The architecture vision is illustrated in the following figure.
Another scalability technique at the database level is data sharding. A database shard is a horizontal partition in a database, that is, take a large database, and break it into a number of smaller databases across servers. This design principle (horizontal partition) whereby rows of a database table are held separately, rather than being split into columns (which is what normalization and vertical partitioning do, to differing extents). Each partition forms part of a shard, which may in turn be located on a separate database server.

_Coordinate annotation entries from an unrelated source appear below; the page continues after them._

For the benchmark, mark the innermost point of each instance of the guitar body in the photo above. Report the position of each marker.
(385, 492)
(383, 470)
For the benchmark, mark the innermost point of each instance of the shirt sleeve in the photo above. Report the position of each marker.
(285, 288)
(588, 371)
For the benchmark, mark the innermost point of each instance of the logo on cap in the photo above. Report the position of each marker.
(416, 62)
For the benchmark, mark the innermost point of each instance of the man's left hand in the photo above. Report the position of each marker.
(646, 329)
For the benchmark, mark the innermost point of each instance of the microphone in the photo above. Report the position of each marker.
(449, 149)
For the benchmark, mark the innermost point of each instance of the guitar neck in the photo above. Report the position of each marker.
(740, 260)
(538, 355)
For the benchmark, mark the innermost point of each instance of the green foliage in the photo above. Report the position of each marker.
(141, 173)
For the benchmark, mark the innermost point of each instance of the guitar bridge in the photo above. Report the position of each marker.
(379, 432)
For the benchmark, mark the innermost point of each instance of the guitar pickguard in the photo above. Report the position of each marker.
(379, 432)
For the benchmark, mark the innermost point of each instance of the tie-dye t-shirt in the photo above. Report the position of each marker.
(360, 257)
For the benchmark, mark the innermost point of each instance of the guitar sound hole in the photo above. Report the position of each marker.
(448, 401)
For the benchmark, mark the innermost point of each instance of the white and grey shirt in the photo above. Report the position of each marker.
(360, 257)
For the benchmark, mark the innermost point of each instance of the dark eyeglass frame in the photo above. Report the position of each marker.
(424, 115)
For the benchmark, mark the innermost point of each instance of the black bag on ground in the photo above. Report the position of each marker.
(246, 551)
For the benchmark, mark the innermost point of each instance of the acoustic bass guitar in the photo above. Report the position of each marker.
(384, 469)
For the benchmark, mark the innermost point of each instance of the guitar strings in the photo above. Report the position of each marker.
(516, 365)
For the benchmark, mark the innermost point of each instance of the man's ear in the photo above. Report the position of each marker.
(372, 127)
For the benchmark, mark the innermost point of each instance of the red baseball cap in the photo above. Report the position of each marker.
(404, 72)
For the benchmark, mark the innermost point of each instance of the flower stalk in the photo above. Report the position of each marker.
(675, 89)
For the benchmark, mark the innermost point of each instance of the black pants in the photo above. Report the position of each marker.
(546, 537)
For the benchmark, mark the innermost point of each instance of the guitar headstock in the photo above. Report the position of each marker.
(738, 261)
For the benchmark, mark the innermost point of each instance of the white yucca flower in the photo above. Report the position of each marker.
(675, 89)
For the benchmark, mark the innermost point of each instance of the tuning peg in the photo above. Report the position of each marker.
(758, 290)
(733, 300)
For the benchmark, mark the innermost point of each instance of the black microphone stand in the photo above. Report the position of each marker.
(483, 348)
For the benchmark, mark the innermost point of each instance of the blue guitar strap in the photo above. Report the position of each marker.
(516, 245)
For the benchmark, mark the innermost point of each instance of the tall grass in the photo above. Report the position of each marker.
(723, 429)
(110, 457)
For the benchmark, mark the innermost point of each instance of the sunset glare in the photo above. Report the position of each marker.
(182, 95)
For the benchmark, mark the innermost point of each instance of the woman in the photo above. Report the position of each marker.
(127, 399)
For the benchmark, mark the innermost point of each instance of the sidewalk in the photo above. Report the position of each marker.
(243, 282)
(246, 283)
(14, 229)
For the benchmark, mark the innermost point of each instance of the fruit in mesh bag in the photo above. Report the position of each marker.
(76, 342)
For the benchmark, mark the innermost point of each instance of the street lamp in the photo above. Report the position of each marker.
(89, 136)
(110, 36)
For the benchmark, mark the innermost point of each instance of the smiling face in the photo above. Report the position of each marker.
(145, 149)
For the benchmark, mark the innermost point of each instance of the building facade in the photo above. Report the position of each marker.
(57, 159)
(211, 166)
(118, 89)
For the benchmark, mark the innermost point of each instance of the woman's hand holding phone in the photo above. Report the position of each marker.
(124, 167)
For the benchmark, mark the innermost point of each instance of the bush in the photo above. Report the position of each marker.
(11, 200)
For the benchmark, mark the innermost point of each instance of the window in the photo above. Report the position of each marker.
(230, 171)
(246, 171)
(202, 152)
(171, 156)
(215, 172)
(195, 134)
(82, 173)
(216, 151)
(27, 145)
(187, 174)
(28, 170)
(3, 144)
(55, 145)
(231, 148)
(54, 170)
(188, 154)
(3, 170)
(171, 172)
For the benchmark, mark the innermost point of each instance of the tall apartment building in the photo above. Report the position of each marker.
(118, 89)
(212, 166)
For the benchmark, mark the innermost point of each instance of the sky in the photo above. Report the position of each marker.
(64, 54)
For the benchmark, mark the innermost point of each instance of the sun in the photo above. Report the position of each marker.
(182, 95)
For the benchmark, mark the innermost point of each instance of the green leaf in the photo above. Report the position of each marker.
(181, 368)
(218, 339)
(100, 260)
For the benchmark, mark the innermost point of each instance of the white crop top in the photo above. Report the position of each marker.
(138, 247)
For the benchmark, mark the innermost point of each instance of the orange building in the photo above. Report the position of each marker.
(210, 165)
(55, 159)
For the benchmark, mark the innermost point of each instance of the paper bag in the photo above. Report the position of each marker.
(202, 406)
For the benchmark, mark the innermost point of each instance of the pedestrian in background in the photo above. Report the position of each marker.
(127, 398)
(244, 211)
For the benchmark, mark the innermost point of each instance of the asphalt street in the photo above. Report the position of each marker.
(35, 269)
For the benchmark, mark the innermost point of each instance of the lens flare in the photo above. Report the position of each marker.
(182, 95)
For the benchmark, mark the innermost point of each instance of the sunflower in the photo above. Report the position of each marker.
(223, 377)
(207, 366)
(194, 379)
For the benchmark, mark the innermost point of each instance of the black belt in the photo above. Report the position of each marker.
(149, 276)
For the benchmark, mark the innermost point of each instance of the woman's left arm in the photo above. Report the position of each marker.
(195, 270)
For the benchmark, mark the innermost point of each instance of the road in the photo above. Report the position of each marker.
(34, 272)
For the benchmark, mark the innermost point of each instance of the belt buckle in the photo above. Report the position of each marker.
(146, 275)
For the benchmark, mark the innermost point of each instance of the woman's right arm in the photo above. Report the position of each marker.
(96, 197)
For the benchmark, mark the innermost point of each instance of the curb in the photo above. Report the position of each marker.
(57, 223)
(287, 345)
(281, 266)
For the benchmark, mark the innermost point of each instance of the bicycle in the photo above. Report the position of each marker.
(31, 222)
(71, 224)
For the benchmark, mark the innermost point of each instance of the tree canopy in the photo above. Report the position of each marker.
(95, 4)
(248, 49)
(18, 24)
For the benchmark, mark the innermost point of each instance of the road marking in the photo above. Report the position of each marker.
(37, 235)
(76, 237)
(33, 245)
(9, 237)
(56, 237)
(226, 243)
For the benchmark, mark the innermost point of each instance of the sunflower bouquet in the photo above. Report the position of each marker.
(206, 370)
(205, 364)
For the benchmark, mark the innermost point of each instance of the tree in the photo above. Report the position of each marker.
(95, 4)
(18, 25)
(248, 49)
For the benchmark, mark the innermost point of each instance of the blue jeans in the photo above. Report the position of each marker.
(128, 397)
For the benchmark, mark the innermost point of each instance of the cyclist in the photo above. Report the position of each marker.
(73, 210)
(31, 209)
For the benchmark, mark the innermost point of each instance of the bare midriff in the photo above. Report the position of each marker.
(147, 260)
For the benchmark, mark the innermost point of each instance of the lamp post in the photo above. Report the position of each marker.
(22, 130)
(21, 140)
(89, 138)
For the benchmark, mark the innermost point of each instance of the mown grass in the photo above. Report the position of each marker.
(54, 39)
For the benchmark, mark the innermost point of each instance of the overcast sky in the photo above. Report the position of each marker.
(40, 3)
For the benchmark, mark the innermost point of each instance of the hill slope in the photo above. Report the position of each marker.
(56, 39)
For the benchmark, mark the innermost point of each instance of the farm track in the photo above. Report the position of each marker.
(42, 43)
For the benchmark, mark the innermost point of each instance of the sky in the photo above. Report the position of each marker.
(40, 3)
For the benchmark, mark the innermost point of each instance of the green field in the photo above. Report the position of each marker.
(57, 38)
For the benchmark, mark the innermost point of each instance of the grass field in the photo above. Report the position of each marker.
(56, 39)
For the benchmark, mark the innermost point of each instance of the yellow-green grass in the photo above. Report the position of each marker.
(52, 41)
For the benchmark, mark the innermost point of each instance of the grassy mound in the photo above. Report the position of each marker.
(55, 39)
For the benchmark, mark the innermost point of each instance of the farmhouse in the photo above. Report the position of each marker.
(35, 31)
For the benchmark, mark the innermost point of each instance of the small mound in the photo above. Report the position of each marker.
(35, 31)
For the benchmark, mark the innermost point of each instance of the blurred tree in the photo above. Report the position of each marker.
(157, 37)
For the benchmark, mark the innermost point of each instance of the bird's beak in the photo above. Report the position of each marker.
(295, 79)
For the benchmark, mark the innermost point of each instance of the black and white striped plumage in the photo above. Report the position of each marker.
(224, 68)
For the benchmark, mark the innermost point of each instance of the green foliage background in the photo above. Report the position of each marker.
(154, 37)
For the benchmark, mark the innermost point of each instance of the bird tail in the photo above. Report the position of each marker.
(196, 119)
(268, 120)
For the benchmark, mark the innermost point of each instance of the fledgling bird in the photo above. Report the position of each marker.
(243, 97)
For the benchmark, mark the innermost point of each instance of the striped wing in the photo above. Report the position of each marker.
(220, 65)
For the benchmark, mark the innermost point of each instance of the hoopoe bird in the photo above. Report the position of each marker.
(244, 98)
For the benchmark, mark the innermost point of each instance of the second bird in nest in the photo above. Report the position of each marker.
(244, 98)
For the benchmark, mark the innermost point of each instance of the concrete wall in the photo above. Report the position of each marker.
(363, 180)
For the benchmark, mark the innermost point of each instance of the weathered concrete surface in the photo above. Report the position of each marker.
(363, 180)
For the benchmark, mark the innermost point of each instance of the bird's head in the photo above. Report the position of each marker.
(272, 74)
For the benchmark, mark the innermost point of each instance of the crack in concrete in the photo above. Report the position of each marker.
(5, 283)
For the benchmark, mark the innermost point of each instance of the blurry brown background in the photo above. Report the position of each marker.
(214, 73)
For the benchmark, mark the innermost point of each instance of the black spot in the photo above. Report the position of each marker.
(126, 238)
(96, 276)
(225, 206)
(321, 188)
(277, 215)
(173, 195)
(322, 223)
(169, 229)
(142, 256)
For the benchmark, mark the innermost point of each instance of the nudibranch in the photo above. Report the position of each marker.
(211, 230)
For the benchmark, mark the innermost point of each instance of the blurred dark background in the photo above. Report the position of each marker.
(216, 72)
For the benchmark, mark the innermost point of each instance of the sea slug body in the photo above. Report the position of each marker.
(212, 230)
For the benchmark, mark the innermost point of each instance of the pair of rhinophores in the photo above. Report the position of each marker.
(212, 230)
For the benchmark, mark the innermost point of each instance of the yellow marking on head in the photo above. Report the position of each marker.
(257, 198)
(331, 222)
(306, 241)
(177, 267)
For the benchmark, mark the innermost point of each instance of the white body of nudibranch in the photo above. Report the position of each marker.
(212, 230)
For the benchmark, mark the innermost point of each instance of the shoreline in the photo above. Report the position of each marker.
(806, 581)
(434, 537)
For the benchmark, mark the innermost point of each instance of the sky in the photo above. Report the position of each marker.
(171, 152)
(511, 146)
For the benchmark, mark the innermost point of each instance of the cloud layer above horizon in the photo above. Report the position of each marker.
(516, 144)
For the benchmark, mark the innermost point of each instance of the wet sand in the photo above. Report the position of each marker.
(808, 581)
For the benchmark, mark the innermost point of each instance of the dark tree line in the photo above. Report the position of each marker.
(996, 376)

Let´s illustrate this concept as shown below. The primary shard table is the customer entity. The customer table is the parent of the shard hierarchy, with the customer_order and order_item entities as child tables. The global tables are the common lookup tables, which have relatively low activity, and these tables are replicated to all shards to avoid cross-shard joins. There are design concerns when you architect your data shards:
- Generate and assign unique id to each piece of data
- Shard id based on least used shard and the shardId is embedded in the primary key itself
- Whenever an object needs to be looked up we parse the objectId and get the logical shard id, from this we lookup the physical shard id and get a connection pool and do the query there. For example: ObjectId= 32.XXXXXXX maps to logical shard 32 and logical shard 32 lives physically on shard 4 and shard 4 lives physically on host2, schema5
In this article, I´ve covered the key principles, techniques and architectures related to scalability of software system, specifically from the cloud computing perspective in order to take advantage of this emerging/well-established technology that fits very well when growing our business and the underlying applications.